Quando, nel 1970, la Editorial Universitaria Centroamericana (educa) pubblicò in Costa Rica Sandino di Neill Macaulay, una ricerca basata sugli archivi della marina di Annapolis, fu inviato a Managua un carico con cinquemila copie che venne fermato alla dogana. Il classico di Gregorio Selser, La guerriglia contro i marines. Sandino, generale di uomini liberi (Feltrinelli 1972), circolava clandestinamente nel paese.

Il libro di Macaulay fu portato a Somoza dal direttore delle dogane perché decidesse cosa farne. L’uomo gli diede una rapida occhiata e glielo rese. “Questo non riguarda me”, gli disse “ma mio padre”. Le cinquemila copie furono vendute in meno di una settimana, un record per un paese con così pochi lettori e una scarsa offerta di letture.

Tutto questo per raccontarvi la storia di Tongolele no sabía bailar, il mio romanzo proibito in Nicaragua. La casa editrice Alfaguara ha inviato dal Messico un primo carico aereo mentre ne arrivavano altri via terra. Di colpo, il processo per disimballare gli scatoloni ha rallentato, con la scusa che mancavano alcuni dati sui documenti di viaggio. Poi il direttore delle dogane ha chiesto che fosse presentato un compendio del contenuto.

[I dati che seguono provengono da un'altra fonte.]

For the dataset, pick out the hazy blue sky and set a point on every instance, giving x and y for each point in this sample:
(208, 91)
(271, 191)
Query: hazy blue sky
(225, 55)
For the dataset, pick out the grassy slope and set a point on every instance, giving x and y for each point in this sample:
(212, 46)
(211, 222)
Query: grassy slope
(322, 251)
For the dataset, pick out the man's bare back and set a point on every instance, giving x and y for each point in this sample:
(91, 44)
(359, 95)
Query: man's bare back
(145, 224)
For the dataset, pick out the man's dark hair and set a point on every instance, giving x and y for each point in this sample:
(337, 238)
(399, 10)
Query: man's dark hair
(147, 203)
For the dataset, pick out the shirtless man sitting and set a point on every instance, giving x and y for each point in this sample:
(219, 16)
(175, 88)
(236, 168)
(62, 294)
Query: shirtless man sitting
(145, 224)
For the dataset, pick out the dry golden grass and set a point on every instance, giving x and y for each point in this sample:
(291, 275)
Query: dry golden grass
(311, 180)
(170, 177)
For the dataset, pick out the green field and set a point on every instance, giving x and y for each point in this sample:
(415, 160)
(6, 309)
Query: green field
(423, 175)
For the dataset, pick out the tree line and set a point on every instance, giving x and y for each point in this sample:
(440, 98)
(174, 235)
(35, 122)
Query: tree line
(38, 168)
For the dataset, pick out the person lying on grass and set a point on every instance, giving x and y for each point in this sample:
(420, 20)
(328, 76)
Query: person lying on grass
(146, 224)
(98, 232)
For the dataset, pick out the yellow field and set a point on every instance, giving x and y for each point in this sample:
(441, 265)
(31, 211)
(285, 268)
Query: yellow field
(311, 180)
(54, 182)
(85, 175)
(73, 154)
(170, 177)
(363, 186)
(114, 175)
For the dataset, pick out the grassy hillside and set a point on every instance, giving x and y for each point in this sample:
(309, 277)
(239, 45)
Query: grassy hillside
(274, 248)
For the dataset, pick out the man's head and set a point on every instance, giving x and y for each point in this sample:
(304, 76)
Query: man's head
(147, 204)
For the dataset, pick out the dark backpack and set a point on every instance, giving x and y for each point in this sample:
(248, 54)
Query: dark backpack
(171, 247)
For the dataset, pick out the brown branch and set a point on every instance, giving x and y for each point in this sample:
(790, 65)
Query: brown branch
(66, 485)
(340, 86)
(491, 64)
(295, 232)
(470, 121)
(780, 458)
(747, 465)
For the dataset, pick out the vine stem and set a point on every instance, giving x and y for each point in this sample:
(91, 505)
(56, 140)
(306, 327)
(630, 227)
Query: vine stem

Una richiesta insolita, da cui si capiva che il carico sarebbe stato trattenuto per sempre nei magazzini, e che non avremmo mai ottenuto nessuna autorizzazione. Era il primo libro proibito nella storia contemporanea del Nicaragua. Non so se, proprio come capitato con Somoza, anche alla coppia ora al potere qualche ossequioso funzionario abbia portato il libro perché lo valutasse o se uno dei due l’abbia letto. Questo resterà nell’alone di mistero che avvolge sempre i libri che non si possono e non si devono leggere.

Ma in Nicaragua in migliaia hanno letto la versione elettronica del mio romanzo proibito, che passa di schermo in schermo, proprio come succedeva in passato con i barili di vino e le casse di pancetta per il contrabbando delle idee e delle invenzioni, e con le copie mimeografate del passato.

A Malmö, in Svezia, è stata aperta una biblioteca dei libri censurati, la Dawit Isaak, intitolata allo scrittore dichiarato traditore e detenuto per molti anni e senza processo in Eritrea. Contiene dai Versi satanici di Salman Rushdie, perseguitato dal regime teocratico dell’Iran, ai libri della giornalista bielorussa Svetlana Aleksievič, premio Nobel per la letteratura. A Tallinn, la capitale dell’Estonia, esiste anche il museo dei libri proibiti, creato per “preservare libri che sono stati proibiti, censurati o bruciati e per raccontare al pubblico la loro storia”.

Quindi due lunghi viaggi attendono l’ispettore Morales e il corteo di personaggi di Tongolele no sabía bailar, viaggi alla ricerca del loro meritatissimo posto sugli scaffali di quelle biblioteche che rappresentano lo spirito della libertà.

(Traduzione di Sara Cavarero)

Questo articolo è stato pubblicato su El Faro.